Over at the Volokh Conspiracy, Kenneth Anderson writes of my post yesterday, “What should most concern the Times are the couple of emails I’ve received from several eminent professors, smart and intellectually scrupulous folks whose opinion I value a lot, deeply committed progressives, who have asked that I urge Wittes to greater restraint, because it’s unsporting to shoot fish in a barrel.”
Ken here is making an important point about the disdain for the Times implicit in his correspondents’ request. It should be of great concern to the Times that distinguished progressives consider it too soft a target to be worth my time.
But Ken’s correspondents also have a point about my quixotic little campaign that seems to me worth addressing briefly. Going after the Times on factual matters is, indeed, a fight in what the military folks call a target-rich environment. Yes, I admit it: There’s something cheap about fly-specking work product that has clearly been tossed off by people who don’t care about whether “and” means “or” or 47 equals 42–much less who vacillate between bombastic assertions that non-criminal detention is clearly illegal and frank statements that it is within the president’s lawful powers. I would rather, much rather, engage the Times over the normative substance of the paper’s ideas.
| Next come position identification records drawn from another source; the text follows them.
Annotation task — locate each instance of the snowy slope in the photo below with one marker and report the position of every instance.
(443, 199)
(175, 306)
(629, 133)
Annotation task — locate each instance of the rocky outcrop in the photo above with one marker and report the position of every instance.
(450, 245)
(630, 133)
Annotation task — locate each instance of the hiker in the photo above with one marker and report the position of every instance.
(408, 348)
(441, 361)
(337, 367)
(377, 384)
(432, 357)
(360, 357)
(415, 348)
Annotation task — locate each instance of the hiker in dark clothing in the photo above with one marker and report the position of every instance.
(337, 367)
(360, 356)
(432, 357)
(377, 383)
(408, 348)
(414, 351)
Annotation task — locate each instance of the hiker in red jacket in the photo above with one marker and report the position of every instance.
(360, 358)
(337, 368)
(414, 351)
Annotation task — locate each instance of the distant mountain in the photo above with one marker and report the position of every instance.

But it seems to me that the Times’ serial difficulty with facts is important–particularly because some of the factual problems the paper has are intentional. That is, they result not from honest mistakes but from willful efforts to mislead the paper’s readers on important points. My little campaign began not over the difference between 42 and 47 but over the paper’s efforts over a protracted period of time to describe lawful detentions as unlawful–without reference to a growing body of law that clearly stands for its legality. The Times editorial writers have a particularly loud and important megaphone. That megaphone involves a trust–a trust both about taking a certain care with facts and, particularly, about not actively misrepresenting them.
As long as the paper violates the trust, the fish in the barrel will continue to die–however unsporting the combat may be.